Se Milano è la sede di Expo, Roma non è da meno e ospita anche lei la sua bella mostra sul cibo. Fino all’8 novembre, infatti, al MAXXI di via Guido Reni sarà possibile visitare “Food – Dal cucchiaio al mondo”, un percorso multidisciplinare che ruota intorno al concetto dell’alimentazione.
Mangiare sì, una delle funzioni vitali per l’organismo. Funzione che ancora oggi a molti è preclusa.
Che poi se da una parte il cibo in alcune zone del mondo scarseggia, dall’altra lo si spreca in quantità industriali nelle aree più sviluppate. Squilibri che neanche l’uomo del XXI Secolo è riuscito a risolvere. Ma per quello servirebbe più di una mostra. Anche perchè il confine tra auto-promozione e reale volontà di “nutrire il pianeta” a volte è inesistente.
Ad ogni modo, che se ne parli è già qualcosa. A Milano come a Roma. Il percorso della mostra capitolina è un interessante excursus sul tema del cibo in tutte le sue dimensioni. Sei, per la precisione. Dalla più piccola, il corpo umano, alla più grande, il mondo. In mezzo ci sono la casa, la strada, la città e il paesaggio. Dal micro al macro. Dall’ “io” al “noi”.
All’interno di ogni sezione sono stati raccolti materiali di vario tipo – opere di architettura, lavori di artisti e fotografi, documenti, storie – per parlare del cibo lungo tutte le fasi che stanno tra la produzione e lo smaltimento/riciclo all’interno dello spazio di vita e di relazione delle persone e delle comunità. Insomma, una mappa concettuale del cibo e dei suoi movimenti.
Si comincia dal corpo, sezione in cui si indaga sugli aspetti personali e intimi dello spazio legato al cibo. Qui è possibile ammirare una serie di scatti del fotografo Henry Hargreaves raffiguranti gli ultimi pasti consumati in carcere da alcuni condannati a morte storici negli Stati Uniti.
“Hey, stiamo per ucciderti.
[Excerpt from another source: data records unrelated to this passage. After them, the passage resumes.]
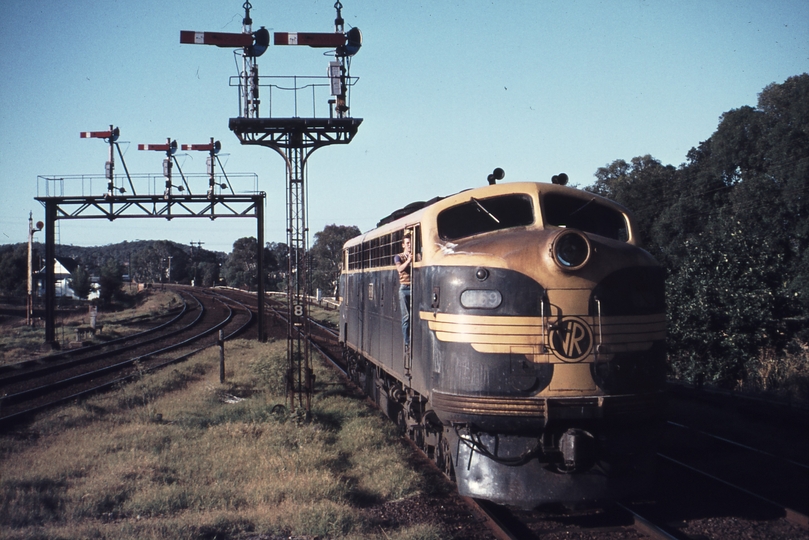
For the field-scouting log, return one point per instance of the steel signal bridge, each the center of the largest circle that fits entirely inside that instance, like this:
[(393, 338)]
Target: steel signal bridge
[(294, 137)]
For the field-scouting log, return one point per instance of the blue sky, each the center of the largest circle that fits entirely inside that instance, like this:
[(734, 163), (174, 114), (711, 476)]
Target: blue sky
[(447, 91)]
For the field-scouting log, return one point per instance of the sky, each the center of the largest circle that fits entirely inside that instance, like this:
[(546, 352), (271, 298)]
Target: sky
[(447, 90)]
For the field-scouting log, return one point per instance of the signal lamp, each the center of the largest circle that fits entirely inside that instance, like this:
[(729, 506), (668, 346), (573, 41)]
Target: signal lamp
[(353, 43)]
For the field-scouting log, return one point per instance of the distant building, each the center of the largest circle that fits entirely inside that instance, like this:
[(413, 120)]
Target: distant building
[(63, 268)]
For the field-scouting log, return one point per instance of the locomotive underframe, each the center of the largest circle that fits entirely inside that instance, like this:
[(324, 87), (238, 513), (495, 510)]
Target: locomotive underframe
[(578, 451)]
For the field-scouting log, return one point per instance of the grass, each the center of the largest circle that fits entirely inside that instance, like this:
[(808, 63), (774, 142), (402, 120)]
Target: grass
[(19, 342), (177, 455)]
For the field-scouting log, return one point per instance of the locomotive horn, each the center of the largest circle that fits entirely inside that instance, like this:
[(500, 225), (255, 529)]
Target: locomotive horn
[(497, 174)]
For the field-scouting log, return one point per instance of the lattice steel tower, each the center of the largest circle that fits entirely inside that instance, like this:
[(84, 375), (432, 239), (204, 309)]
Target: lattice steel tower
[(295, 138)]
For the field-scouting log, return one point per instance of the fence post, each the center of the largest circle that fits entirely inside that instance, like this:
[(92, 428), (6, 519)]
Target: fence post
[(221, 342)]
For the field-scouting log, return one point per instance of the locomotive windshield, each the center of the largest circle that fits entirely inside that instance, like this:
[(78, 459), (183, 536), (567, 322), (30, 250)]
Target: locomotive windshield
[(485, 215), (585, 215)]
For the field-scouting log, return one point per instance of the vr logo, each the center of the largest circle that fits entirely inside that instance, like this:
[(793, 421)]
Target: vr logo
[(571, 340)]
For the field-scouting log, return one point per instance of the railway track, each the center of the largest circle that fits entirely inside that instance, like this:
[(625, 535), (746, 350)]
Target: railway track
[(709, 484), (32, 386)]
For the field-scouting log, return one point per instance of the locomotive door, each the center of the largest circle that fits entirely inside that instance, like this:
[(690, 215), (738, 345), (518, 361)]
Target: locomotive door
[(415, 236)]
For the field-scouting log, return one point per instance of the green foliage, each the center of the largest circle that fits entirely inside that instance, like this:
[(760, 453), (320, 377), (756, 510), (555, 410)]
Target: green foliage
[(110, 280), (14, 269), (326, 256), (80, 283)]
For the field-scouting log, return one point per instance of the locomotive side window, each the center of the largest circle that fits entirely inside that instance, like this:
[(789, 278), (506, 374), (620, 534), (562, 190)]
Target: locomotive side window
[(485, 215), (585, 215)]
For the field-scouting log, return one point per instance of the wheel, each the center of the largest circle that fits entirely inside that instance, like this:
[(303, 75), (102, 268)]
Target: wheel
[(443, 458)]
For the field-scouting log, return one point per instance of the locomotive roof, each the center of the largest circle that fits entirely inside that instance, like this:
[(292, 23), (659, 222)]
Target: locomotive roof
[(413, 212)]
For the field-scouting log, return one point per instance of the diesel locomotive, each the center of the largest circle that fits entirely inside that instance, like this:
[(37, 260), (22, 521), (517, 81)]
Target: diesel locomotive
[(535, 368)]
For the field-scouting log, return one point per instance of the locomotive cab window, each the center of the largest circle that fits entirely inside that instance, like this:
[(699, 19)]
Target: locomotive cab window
[(485, 215), (585, 215)]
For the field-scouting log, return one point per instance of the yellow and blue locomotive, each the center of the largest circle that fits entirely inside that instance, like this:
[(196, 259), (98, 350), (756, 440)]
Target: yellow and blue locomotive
[(536, 367)]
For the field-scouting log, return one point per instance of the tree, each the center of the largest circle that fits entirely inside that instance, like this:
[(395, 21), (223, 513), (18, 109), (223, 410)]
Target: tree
[(241, 268), (326, 255), (730, 226), (14, 269), (80, 283)]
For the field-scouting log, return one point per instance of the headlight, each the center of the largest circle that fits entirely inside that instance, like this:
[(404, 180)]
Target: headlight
[(481, 298), (571, 250)]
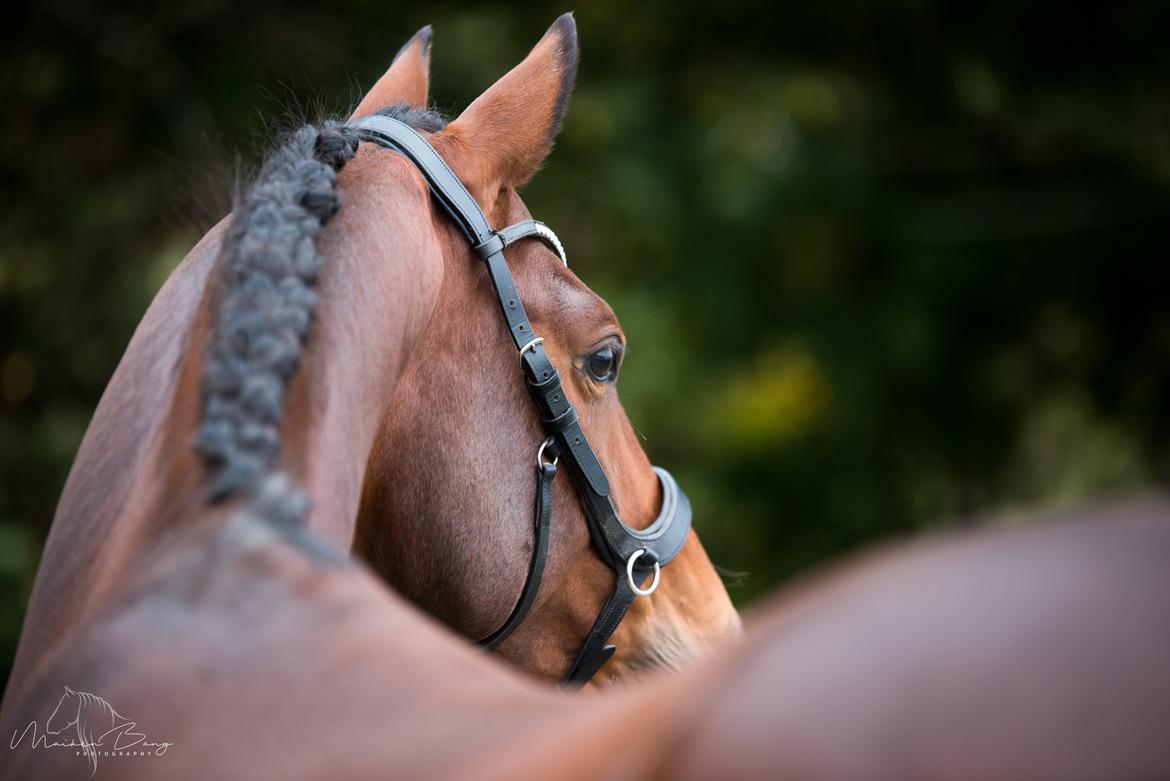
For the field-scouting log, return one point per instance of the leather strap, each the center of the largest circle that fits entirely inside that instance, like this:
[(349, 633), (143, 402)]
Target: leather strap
[(544, 476)]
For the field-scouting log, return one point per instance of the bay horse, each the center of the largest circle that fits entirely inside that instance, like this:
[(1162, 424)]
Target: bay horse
[(249, 644), (407, 423)]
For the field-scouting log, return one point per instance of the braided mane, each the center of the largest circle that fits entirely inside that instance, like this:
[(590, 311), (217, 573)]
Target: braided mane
[(270, 262)]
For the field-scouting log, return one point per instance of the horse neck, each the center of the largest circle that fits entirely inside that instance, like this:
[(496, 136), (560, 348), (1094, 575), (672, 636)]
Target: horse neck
[(136, 479)]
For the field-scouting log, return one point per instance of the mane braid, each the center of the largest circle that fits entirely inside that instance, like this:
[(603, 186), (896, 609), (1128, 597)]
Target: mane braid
[(270, 261)]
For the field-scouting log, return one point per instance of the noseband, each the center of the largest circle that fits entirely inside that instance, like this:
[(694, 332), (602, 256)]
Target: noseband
[(633, 554)]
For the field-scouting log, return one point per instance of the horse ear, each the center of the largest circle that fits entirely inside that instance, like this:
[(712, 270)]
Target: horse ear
[(407, 80), (508, 131)]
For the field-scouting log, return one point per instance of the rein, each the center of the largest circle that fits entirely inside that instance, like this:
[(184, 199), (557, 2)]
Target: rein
[(633, 554)]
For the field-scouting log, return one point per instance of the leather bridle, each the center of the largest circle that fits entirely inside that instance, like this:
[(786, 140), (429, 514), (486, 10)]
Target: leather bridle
[(634, 554)]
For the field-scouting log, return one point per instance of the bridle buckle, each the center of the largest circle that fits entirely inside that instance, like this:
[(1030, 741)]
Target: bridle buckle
[(630, 573)]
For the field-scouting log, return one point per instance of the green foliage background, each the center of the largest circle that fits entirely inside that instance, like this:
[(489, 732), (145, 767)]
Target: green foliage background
[(883, 265)]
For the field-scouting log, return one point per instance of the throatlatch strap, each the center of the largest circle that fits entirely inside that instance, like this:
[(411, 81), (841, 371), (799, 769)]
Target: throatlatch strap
[(539, 554)]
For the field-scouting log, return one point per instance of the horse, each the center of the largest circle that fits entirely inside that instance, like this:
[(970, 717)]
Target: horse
[(256, 645), (407, 422)]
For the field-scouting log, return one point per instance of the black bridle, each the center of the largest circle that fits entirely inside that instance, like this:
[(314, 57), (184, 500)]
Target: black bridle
[(633, 554)]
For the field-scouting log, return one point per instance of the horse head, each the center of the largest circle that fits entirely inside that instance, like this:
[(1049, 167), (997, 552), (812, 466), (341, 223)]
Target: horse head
[(447, 506)]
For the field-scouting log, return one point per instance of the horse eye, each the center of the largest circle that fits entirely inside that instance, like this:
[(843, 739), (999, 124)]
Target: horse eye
[(603, 365)]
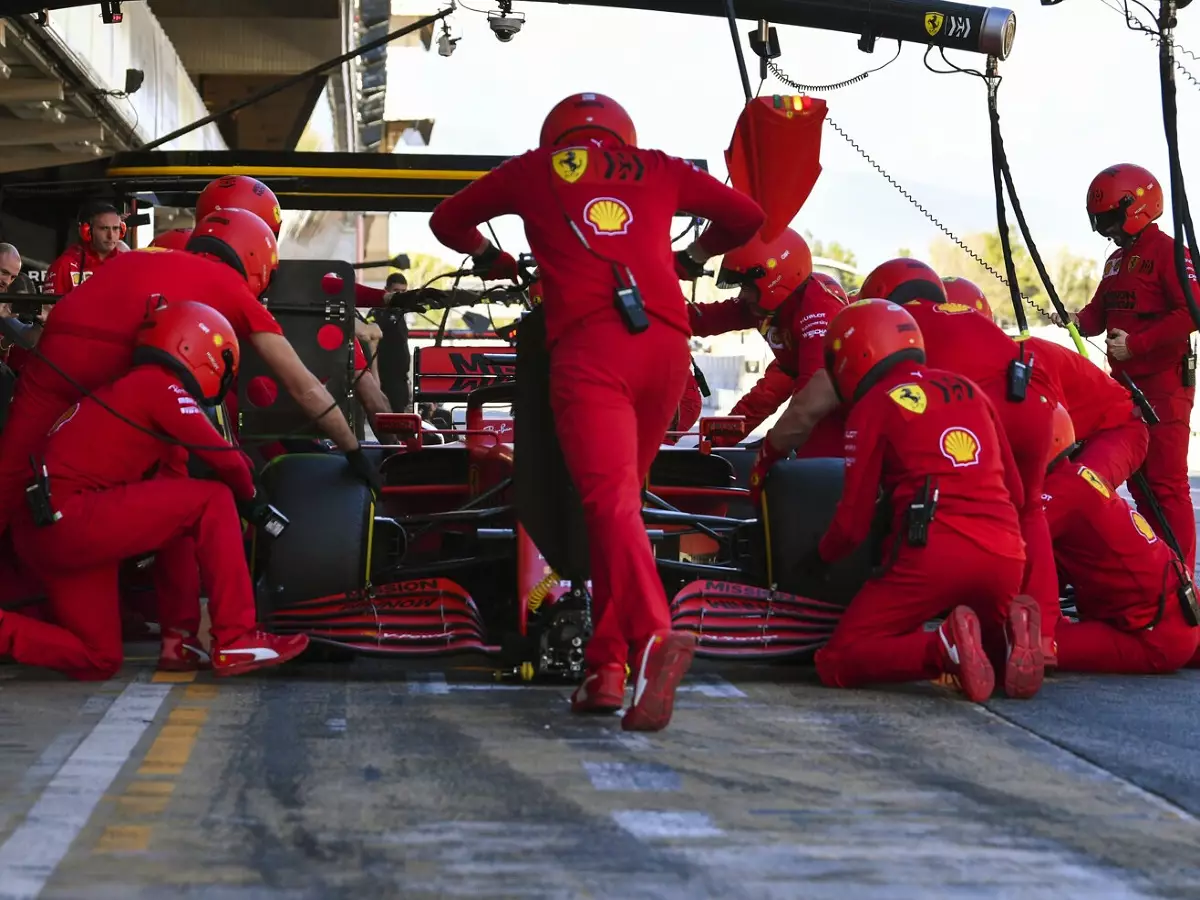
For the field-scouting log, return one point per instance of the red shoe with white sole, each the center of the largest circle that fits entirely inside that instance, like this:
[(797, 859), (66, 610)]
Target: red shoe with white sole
[(601, 691), (183, 652), (256, 651), (963, 657), (660, 666), (1025, 667)]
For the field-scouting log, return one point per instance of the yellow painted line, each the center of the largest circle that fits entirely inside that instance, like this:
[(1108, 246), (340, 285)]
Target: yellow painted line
[(298, 172), (173, 677), (124, 839)]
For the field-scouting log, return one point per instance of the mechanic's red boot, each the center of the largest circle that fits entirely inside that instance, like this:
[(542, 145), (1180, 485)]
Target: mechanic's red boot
[(963, 657), (256, 651), (603, 690), (660, 666), (1025, 666), (181, 652)]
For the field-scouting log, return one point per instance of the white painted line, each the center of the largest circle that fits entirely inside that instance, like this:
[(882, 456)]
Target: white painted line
[(649, 825), (633, 777), (30, 856)]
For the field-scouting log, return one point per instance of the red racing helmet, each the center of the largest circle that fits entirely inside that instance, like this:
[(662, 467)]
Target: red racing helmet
[(193, 341), (1123, 198), (240, 192), (587, 117), (241, 240), (778, 269), (864, 341), (903, 280), (174, 239), (967, 293), (1062, 436), (833, 286)]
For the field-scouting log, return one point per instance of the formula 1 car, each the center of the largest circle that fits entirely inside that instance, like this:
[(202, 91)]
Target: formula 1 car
[(478, 544)]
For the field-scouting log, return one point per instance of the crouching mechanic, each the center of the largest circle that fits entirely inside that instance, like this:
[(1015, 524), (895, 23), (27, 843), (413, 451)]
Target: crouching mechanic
[(791, 305), (89, 340), (1132, 592), (95, 505), (933, 442), (598, 211)]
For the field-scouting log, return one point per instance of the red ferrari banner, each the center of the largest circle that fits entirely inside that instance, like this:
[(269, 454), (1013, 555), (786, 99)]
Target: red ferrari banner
[(775, 156)]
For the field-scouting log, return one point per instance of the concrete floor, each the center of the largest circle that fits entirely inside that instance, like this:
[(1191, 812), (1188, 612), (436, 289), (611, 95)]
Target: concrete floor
[(376, 779)]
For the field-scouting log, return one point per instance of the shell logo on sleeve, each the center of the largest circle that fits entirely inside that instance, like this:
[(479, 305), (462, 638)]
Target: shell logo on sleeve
[(960, 447), (911, 397), (1096, 481), (1143, 526), (609, 216)]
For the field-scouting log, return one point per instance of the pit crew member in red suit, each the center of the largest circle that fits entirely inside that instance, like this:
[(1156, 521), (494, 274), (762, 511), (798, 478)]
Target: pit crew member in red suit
[(1103, 414), (1140, 304), (1126, 579), (91, 333), (598, 211), (108, 509), (791, 306), (960, 341), (918, 433), (240, 192), (101, 231)]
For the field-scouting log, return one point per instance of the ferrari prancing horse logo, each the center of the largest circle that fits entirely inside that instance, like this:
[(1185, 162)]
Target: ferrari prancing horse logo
[(570, 165), (911, 397)]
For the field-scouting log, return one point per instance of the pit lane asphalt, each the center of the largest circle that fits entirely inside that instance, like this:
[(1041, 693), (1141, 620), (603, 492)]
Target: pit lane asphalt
[(381, 780)]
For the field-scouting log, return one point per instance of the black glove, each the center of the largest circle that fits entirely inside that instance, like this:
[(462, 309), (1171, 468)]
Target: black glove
[(363, 469), (688, 269), (814, 567)]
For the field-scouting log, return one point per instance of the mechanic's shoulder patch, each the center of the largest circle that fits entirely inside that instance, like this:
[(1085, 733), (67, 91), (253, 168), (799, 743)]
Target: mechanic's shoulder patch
[(1143, 526), (911, 397), (1096, 481), (570, 165)]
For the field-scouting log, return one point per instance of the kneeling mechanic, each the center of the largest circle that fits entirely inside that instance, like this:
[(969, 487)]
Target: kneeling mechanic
[(100, 498), (933, 441)]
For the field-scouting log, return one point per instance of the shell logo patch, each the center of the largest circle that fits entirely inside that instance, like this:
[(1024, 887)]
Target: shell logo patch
[(609, 216), (570, 165), (1096, 481), (910, 396), (1143, 526), (960, 447)]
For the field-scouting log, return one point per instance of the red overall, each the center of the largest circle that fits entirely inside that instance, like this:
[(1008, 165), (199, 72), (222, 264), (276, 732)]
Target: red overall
[(613, 393), (960, 340), (1131, 619), (1102, 412), (1141, 294), (75, 267), (111, 510), (919, 424), (90, 336), (796, 334)]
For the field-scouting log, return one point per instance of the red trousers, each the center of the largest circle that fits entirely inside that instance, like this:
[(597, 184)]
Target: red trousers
[(1117, 453), (615, 395), (78, 559), (1167, 460), (42, 396), (881, 637), (1097, 646), (1029, 427)]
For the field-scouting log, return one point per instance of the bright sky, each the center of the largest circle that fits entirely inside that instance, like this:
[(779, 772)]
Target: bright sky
[(1080, 93)]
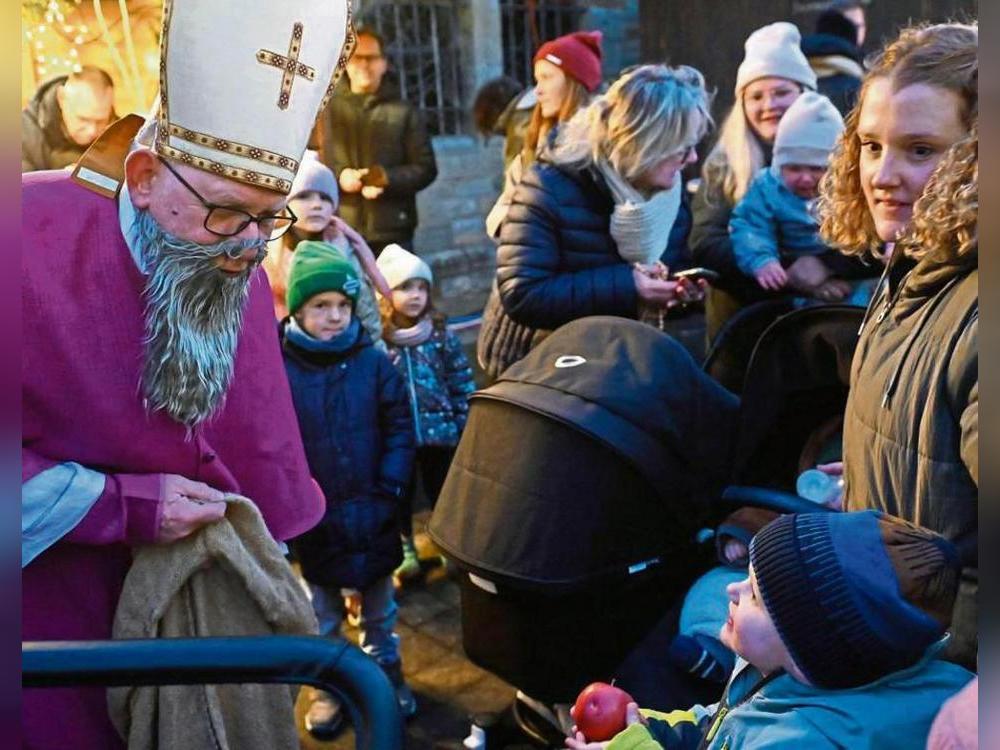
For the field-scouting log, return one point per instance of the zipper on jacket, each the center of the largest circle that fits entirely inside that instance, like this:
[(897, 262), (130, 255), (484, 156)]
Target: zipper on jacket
[(882, 282), (925, 315), (413, 395)]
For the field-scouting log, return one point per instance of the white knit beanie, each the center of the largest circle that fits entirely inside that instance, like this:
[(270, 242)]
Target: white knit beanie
[(398, 265), (774, 51), (807, 133), (315, 175)]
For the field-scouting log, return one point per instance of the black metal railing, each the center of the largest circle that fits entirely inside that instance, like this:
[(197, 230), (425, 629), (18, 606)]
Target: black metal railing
[(333, 665)]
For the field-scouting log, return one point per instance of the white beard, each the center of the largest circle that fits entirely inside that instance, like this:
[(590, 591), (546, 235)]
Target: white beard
[(194, 314)]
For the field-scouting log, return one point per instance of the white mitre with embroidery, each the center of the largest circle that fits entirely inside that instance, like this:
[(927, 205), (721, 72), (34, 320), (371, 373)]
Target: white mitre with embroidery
[(241, 83)]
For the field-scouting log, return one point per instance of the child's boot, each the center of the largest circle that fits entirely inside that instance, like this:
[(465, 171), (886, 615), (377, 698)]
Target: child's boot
[(410, 567), (325, 715), (404, 696)]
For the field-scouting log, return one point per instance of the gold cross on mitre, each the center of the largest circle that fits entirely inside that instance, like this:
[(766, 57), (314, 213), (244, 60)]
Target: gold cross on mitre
[(289, 64)]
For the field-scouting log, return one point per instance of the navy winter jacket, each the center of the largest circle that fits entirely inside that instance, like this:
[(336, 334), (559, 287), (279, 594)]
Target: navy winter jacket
[(557, 261), (356, 427)]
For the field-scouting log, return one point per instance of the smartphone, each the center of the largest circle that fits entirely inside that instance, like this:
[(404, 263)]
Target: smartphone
[(697, 273)]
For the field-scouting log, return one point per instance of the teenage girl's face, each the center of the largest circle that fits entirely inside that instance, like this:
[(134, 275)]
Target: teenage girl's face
[(409, 299), (313, 209), (903, 136), (765, 102), (550, 87), (325, 315)]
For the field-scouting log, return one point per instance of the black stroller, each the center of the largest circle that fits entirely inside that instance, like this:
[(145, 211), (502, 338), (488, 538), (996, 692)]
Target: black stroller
[(585, 473)]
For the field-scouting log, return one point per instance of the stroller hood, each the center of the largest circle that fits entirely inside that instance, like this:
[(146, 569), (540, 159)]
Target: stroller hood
[(592, 457), (634, 389)]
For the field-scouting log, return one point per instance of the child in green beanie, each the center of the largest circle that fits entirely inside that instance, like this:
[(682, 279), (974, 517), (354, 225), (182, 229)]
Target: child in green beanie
[(355, 421)]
Cosa vorresti mangiare prima di morire ?”. E qui le scelte di alcuni di questi “dead man walking” fanno venire voglia di prendere il loro posto. Solo per il pranzo, s’intende. Si va dalla coda di aragosta al pollo fritto alla bistecca di manzo alla torta di mele.
C’è anche l’ultima cena consumata da Sacco e Vanzetti. Allora non c’era McDonald’s ma gola e fantasia andavano a braccetto comunque.
La sezione “casa”, invece, ripercorre lo sviluppo dell’ambiente domestico dove il cibo si conserva, si prepara e spesso si consuma: la cucina come spazio fisico e sociale. Dalla “kommunalka” sovietica di leniniana memoria alla “Frankfurter Kuche”, antesignana delle moderne cucine che, con l’arrivo degli elettromestici, iniziarono a cambiare i rapporti interni nelle famiglie. Così come i “tupperware”, i coperchi di plastica a chiusura ermetica per la conservazione del cibo.
La sezione “street”, invece, analizza il rapporto tra strada e cibo. La strada è il luogo dove il cibo si mangia, si vende, si compra, si trasporta. E così scopriamo che a Mumbai esistono i “dabbawala”, sorta di fattorini che su richiesta consegnano il cibo in ufficio dopo averlo ritirato da casa. Perché ad una zuppa preparata dalla bella mogliettina non si rinuncia neanche se si deve restare incollati alla scrivania.
Così come a Seul è in funzione il virtual store ” Tesco Homeplus” che permette di fare acquisti di beni di prima necessità direttamente dal cellulare. Pane, latte, carne, formaggio, ma anche articoli da regalo: si paga on-line e la consegna è a domicilio. Buono se non si è avuto il tempo di passare dal supermercato.
Dalla strada, poi, si passa alla città e si osserva come nell’ultimo secolo la distribuzione del cibo ha cambiato gli scenari metropolitani grazie alla costruzione dei supermercati, vere e proprie cattedrali dell’acquisto. In Italia fu la Esselunga di Vimercate uno dei primi centri a conquistarsi una “dignità” artistico/architettonica trasformandosi, all’inizio degli anni ’80, da capannone decorato ad edificio.
Si passa poi al paesaggio agrario, isola formale in cui l’architettura trova un approdo sicuro nella “wilderness”, dalle torri polacche per la raccolta del sale ai molti modi nuovi di sovrapporre la qualità del progetto alla produzione agricola: cantine, fattorie sperimentali, “genoscopi”.
Infine, l’ultima sezione della mostra è il “mondo”, poichè il cibo disegna anche l’assetto globale e il futuro del nostro pianeta. Un futuro che rimandiamo sempre ma che invece è già qui.